The election’s outcome represents a blow to GOP lawmakers, Republican Gov. Mike DeWine and business and manufacturing organizations concerned about its impact on workplace and traffic safety.
But as a citizen-initiated statute, the law is subject to change. Republicans who remain opposed to it in the Legislature are free to make tweaks to the law — or even repeal it, though the political stakes are higher now that the voters have approved it.
Among concerns raised by opponents that lawmakers may revisit is the measure’s tax structure, which earmarks none of the earnings for Ohio counties that administer social services programs directed at drug use, addiction and other issues that could rise due to Issue 2’s passage.
“This fight is not over,” Smart Approaches to Marijuana Action President Kevin Sabet said in a statement. He called on state lawmakers to eliminate provisions of Issue 2 that allow for commercial sales, advertising and production, at a minimum.
For the Coalition to Regulate Marijuana Like Alcohol, voter approval marked the culmination of the proposal’s yearslong fight to become law.
GOP Secretary of State Frank LaRose first submitted petitions to the Ohio General Assembly on behalf of the coalition in January 2022, triggering a four-month countdown for lawmakers to act. Republican legislative leaders didn’t, and lawmakers asserted the group’s petitions arrived too late for 2022 ballots.
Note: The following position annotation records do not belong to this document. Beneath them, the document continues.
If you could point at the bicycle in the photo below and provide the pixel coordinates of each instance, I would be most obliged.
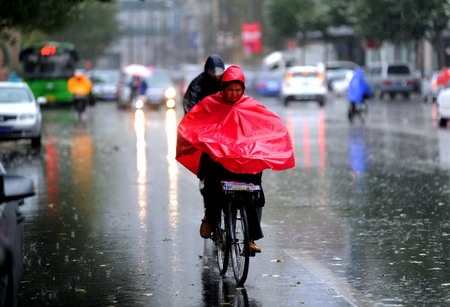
(231, 233)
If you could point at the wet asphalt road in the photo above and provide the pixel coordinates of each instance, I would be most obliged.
(363, 219)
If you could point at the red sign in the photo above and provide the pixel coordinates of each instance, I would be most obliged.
(48, 50)
(251, 37)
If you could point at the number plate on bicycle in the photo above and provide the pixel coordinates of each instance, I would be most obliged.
(240, 186)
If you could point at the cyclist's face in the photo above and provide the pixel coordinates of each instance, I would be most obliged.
(233, 92)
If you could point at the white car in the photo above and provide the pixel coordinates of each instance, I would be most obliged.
(304, 83)
(20, 113)
(443, 107)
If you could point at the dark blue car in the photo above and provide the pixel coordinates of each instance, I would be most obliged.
(13, 190)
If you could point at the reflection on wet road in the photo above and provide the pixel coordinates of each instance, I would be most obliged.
(362, 220)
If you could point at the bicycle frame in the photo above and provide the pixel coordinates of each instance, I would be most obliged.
(237, 240)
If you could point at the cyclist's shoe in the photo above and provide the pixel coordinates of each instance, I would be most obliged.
(253, 247)
(205, 228)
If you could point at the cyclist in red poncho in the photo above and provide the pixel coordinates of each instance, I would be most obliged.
(231, 137)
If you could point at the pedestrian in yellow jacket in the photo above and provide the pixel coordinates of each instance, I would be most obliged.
(79, 84)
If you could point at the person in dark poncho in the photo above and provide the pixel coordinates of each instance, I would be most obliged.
(206, 83)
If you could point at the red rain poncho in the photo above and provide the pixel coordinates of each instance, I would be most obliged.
(244, 137)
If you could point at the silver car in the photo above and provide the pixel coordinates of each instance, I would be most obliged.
(20, 113)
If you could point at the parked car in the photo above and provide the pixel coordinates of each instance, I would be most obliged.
(430, 88)
(392, 78)
(304, 83)
(267, 83)
(104, 83)
(13, 190)
(161, 89)
(337, 70)
(124, 98)
(20, 113)
(443, 106)
(340, 86)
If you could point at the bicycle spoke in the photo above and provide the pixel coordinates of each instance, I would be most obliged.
(239, 246)
(221, 245)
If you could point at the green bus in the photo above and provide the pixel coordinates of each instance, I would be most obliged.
(46, 68)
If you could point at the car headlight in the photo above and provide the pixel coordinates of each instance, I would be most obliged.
(27, 116)
(139, 104)
(170, 93)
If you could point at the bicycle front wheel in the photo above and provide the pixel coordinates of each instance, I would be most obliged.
(240, 251)
(222, 245)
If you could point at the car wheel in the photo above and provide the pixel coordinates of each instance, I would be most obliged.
(36, 142)
(7, 290)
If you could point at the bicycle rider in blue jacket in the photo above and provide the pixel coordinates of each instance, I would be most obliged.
(358, 90)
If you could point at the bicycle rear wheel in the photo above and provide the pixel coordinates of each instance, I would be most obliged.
(222, 245)
(240, 251)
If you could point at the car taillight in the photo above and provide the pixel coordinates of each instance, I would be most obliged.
(320, 76)
(289, 76)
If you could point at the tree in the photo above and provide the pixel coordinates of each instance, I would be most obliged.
(95, 29)
(38, 15)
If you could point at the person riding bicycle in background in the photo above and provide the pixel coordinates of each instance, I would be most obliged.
(138, 86)
(358, 90)
(81, 87)
(206, 83)
(229, 136)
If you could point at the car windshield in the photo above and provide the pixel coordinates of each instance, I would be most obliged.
(398, 70)
(303, 74)
(14, 95)
(159, 79)
(105, 77)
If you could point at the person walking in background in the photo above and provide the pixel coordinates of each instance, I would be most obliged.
(206, 83)
(358, 91)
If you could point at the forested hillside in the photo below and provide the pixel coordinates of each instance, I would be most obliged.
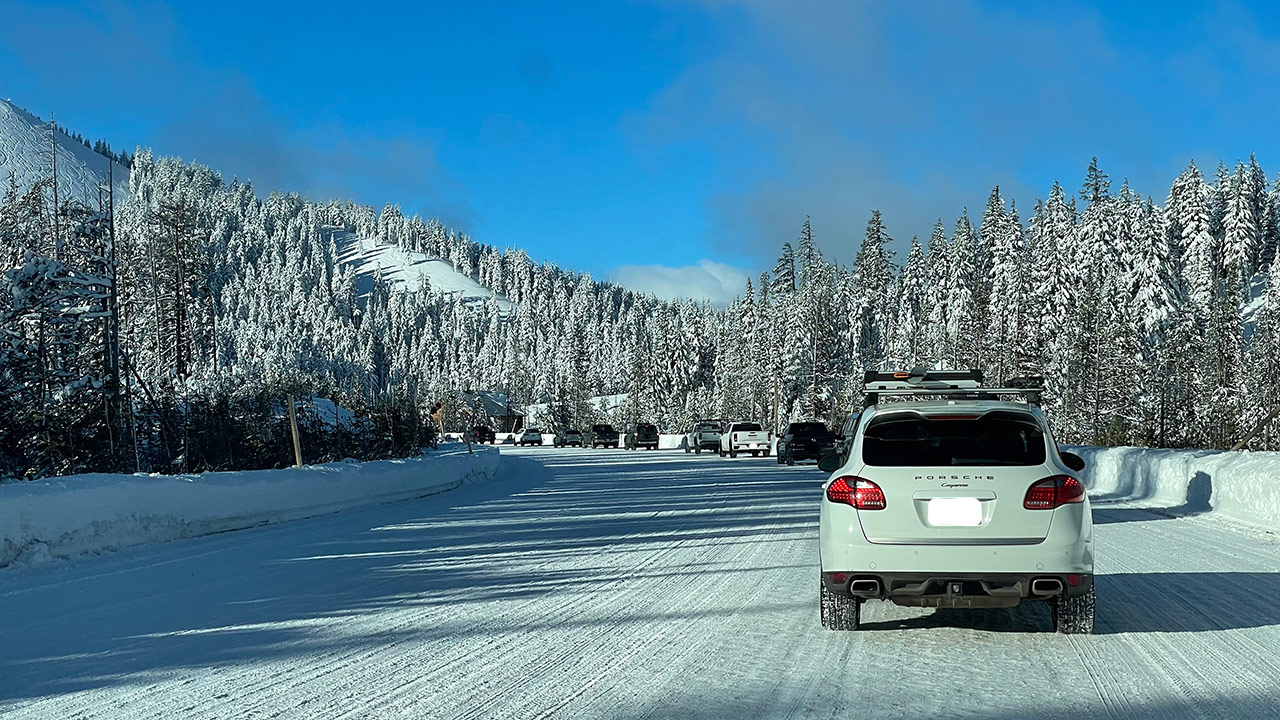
(170, 338)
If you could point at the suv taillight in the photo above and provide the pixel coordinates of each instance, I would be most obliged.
(856, 492)
(1054, 492)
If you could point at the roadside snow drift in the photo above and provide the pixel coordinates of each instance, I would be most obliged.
(82, 514)
(1238, 486)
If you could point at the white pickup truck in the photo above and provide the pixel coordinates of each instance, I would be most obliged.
(745, 437)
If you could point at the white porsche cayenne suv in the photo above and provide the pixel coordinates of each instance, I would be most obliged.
(955, 496)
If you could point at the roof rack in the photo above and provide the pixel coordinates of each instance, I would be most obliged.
(951, 384)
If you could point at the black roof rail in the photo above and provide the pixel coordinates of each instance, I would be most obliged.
(951, 384)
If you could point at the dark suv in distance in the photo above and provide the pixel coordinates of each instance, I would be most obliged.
(805, 441)
(566, 438)
(483, 434)
(602, 436)
(643, 434)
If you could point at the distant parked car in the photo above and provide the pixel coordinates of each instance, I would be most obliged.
(566, 438)
(703, 436)
(643, 434)
(602, 436)
(805, 441)
(529, 436)
(745, 437)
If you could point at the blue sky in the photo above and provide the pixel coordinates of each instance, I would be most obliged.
(671, 145)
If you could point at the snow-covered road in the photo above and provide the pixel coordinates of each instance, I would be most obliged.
(621, 584)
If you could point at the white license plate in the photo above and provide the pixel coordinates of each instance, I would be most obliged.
(955, 511)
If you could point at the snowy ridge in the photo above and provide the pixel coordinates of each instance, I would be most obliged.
(1238, 486)
(407, 269)
(24, 153)
(87, 514)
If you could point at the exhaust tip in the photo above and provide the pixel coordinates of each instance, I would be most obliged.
(864, 587)
(1047, 586)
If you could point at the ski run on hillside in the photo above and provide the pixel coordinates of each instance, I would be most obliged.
(168, 337)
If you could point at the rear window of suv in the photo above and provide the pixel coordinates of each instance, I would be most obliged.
(995, 438)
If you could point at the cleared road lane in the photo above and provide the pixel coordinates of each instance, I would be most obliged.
(621, 584)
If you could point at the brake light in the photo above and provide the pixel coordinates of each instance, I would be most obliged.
(856, 492)
(1054, 492)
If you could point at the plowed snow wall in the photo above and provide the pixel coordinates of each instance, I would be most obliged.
(1239, 486)
(81, 514)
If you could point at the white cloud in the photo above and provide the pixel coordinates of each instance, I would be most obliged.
(704, 281)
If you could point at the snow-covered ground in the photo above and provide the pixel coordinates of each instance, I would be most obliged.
(88, 514)
(407, 269)
(624, 586)
(24, 151)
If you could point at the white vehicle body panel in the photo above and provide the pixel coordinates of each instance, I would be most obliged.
(955, 519)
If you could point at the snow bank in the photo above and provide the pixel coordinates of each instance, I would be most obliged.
(1240, 486)
(81, 514)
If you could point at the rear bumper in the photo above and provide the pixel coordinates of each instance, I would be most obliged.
(958, 589)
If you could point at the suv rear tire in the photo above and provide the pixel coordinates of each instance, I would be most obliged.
(1073, 615)
(837, 611)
A lawsuit and settlement ensued, under which the group agreed to wait until this year.
Ohio’s decision was the latest victory for abortion rights supporters since the U.S. Supreme Court overturned Roe v. Wade last year. About 58% of voters approved the measure.
Ohio became the seventh state where voters decided to protect abortion access after the landmark ruling and was the only state to consider a statewide abortion rights question this year.
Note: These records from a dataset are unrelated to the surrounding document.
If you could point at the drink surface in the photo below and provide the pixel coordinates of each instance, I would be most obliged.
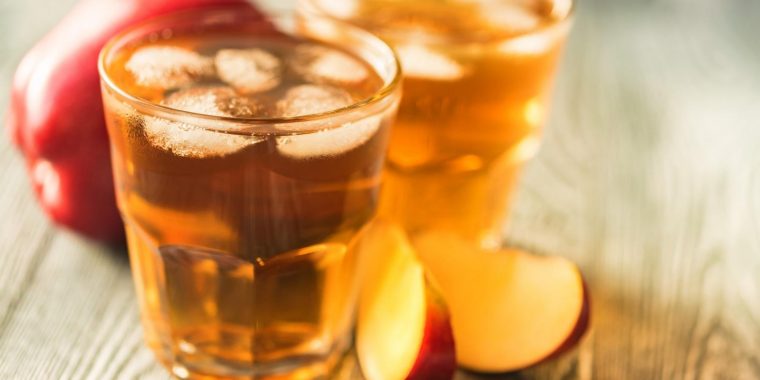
(476, 81)
(241, 239)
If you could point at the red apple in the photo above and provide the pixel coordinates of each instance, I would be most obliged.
(403, 329)
(56, 114)
(509, 309)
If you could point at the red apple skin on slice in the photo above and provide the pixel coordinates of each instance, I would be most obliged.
(509, 309)
(437, 344)
(584, 321)
(403, 328)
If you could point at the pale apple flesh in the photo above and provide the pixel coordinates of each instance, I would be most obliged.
(509, 309)
(403, 328)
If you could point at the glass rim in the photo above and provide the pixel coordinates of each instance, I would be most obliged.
(315, 8)
(389, 88)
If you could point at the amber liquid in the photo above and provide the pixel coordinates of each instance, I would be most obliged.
(475, 96)
(243, 261)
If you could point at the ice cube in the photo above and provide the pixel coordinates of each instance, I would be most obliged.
(330, 142)
(248, 70)
(213, 100)
(535, 43)
(511, 16)
(310, 99)
(320, 64)
(419, 61)
(168, 66)
(187, 140)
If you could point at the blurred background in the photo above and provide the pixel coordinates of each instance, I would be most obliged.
(649, 178)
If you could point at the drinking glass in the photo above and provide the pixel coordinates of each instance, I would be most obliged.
(246, 164)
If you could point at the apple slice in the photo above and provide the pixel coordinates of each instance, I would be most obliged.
(403, 329)
(509, 309)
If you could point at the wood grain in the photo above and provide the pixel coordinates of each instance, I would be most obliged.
(649, 178)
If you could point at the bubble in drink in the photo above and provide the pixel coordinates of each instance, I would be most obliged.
(187, 140)
(320, 64)
(419, 61)
(248, 70)
(168, 66)
(311, 99)
(330, 142)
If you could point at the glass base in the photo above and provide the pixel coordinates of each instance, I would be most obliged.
(306, 366)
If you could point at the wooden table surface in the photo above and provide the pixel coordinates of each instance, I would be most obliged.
(649, 178)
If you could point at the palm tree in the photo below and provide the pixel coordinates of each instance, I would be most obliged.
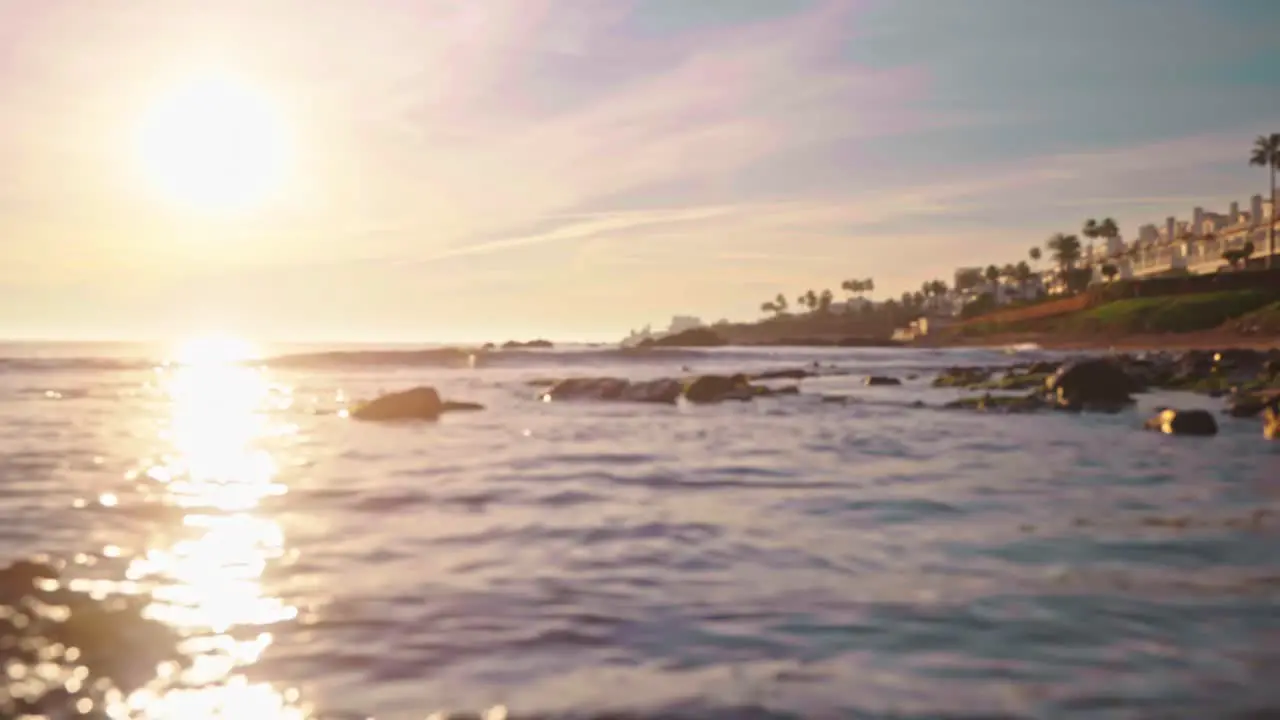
(1091, 229)
(824, 300)
(1065, 249)
(1023, 276)
(1109, 228)
(1266, 154)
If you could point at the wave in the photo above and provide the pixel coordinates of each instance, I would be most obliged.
(350, 359)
“The future is bright, and tonight we can celebrate this win for bodily autonomy and reproductive rights,” Lauren Blauvelt, co-chair of Ohioans United for Reproductive Rights, which led support for the amendment, told a jubilant crowd of supporters.
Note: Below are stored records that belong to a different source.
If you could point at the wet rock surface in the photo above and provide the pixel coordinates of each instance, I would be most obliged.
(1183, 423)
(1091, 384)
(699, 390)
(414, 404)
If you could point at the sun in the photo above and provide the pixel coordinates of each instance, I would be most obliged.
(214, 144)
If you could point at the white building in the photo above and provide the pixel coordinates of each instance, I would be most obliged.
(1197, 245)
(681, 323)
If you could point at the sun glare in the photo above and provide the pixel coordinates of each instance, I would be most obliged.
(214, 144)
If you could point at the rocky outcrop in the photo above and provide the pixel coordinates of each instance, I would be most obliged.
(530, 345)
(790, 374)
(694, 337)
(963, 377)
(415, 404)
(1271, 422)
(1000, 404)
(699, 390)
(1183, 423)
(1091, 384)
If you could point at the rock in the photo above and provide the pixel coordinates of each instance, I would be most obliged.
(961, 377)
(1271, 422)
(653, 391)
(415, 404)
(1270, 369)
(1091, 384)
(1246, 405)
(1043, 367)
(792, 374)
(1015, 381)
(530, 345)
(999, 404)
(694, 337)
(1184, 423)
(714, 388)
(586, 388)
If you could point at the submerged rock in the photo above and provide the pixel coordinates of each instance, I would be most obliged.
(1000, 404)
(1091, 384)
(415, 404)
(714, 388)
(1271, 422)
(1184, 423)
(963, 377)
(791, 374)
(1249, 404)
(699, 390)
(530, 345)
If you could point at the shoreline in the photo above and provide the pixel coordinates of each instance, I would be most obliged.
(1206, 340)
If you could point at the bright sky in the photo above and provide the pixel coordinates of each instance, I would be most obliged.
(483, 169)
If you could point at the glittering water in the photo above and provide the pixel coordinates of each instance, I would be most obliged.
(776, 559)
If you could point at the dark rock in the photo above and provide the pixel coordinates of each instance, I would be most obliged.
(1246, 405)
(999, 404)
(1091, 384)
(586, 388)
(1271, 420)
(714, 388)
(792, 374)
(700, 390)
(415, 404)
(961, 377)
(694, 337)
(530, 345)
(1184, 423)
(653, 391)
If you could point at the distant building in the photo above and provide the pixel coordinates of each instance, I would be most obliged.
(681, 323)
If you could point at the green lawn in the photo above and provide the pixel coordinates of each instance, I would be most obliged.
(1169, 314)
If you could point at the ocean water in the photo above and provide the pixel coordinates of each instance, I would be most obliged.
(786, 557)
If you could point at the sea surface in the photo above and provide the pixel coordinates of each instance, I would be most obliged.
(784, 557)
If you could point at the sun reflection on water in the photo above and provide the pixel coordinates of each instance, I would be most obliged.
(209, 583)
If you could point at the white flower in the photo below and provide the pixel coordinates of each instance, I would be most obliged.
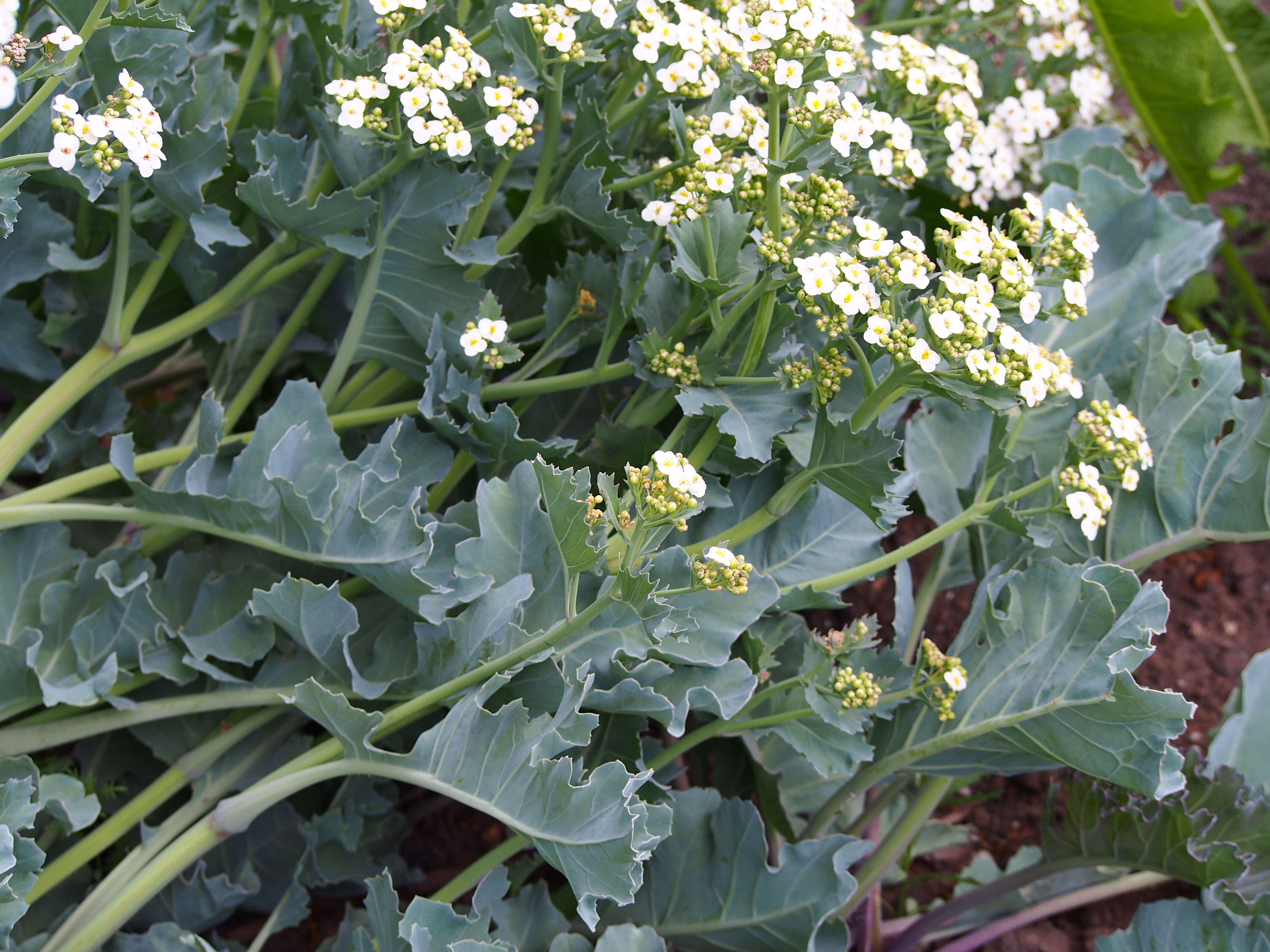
(459, 144)
(352, 113)
(415, 99)
(839, 63)
(1033, 390)
(130, 86)
(63, 154)
(718, 554)
(926, 358)
(719, 181)
(1030, 306)
(658, 212)
(707, 150)
(370, 88)
(914, 274)
(493, 332)
(561, 37)
(877, 248)
(789, 73)
(64, 39)
(501, 129)
(877, 327)
(883, 162)
(945, 323)
(605, 12)
(868, 228)
(473, 342)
The outcome of the intense, off-year election could be a bellwether for 2024, when Democrats hope the issue will energize their voters and help President Joe Biden keep the White House. Voters in Arizona, Missouri and elsewhere are expected to vote on similar protections next year.
Heather Williams, interim president of the Democratic Legislative Campaign Committee, which works to elect Democrats to state legislatures, said the vote in favor of abortion rights was a “huge victory.”
“Ohio’s resounding support for this constitutional amendment reaffirms Democratic priorities and sends a strong message to the state GOP that reproductive rights are non-negotiable,” she said in a statement.
President Joe Biden and Vice President Kamala Harris issued statements celebrating the amendment’s win, emphasizing that attempts to ban or severely restrict abortion represent a minority view across the country. Harris hinted at how the issue would likely be central to Democrats’ campaigning next year for Congress and the presidency, saying “extremists are pushing for a national abortion ban that would criminalize reproductive health care in every single state in our nation.”
Ohio’s constitutional amendment, on the ballot as Issue 1, included some of the most protective language for abortion access of any statewide ballot initiative since the Supreme Court’s ruling. Opponents had argued that the amendment would threaten parental rights, allow unrestricted gender surgeries for minors and revive “partial birth” abortions, which are federally banned.
Public polling shows about two-thirds of Americans say abortion should generally be legal in the earliest stages of pregnancy, a sentiment that has been underscored in both Democratic and deeply Republican states since the justices overturned Roe in June 2022.
Before the Ohio vote, statewide initiatives in California, Kansas, Kentucky, Michigan, Montana and Vermont had either affirmed abortion access or turned back attempts to undermine the right.